As Herculano-Houzel called it, the human brain is a remarkable, yet not extraordinary, scaled-up primate brain. It seems that our main advantage in hardware is quantitative: more cortical columns to process more reference frames to predict more stuff.
And the primate brain is mostly the same as of other mammals (which shouldn’t be surprising, as the source code is mostly the same).
And the intelligence of mammals seems to be rather general. It allows them to solve a highly diverse set of cognitive tasks, including the task of learning to navigate at the Level 5 autonomy in novel environments (which is still too hard for the most general of our AIs).
One may ask: why aren’t elephants making rockets and computers yet?
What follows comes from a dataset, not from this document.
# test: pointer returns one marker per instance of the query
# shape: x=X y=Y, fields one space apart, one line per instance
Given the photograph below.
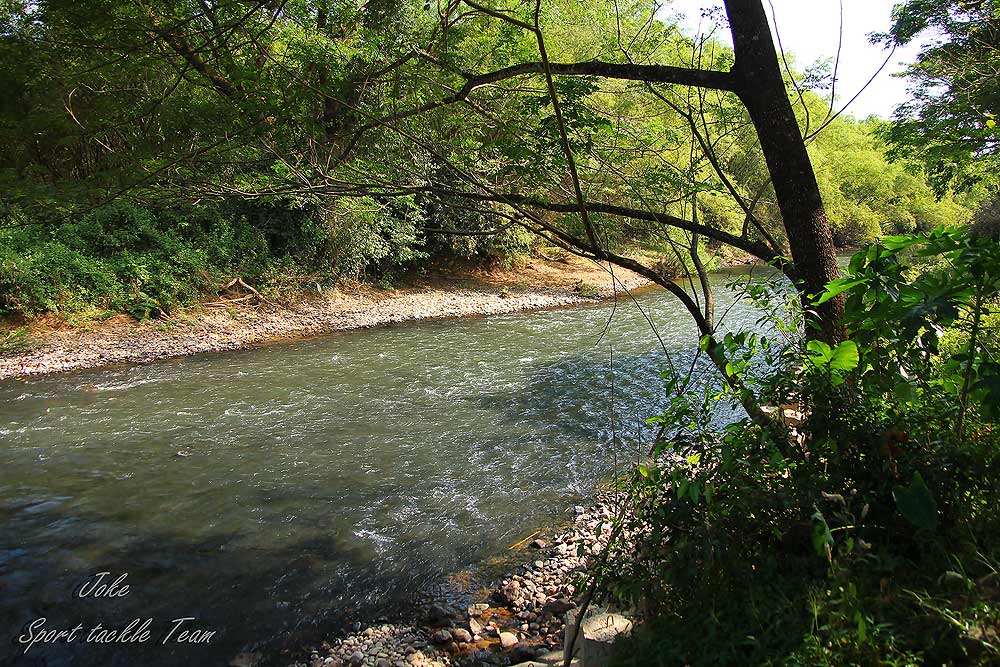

But one may ask the same question about any uncontacted human tribe.
Thus, it seems to me that the “elephants are not GI” part of the argument is incorrect. Elephants (and also chimps, dolphins etc) seem to possess a rather general but computationally capped intelligence.
Somebody tries to measure the human brain using instruments that can only detect numbers of neurons and energy expenditure, but not detect any difference of how the fine circuitry is wired; and concludes the human brain is remarkable only in its size and not in its algorithms. You see the problem here? The failure of large dinosaurs to quickly scale is a measuring instrument that detects how their algorithms scaled with more compute (namely: poorly), while measuring the number of neurons in a human brain tells you nothing about that at all.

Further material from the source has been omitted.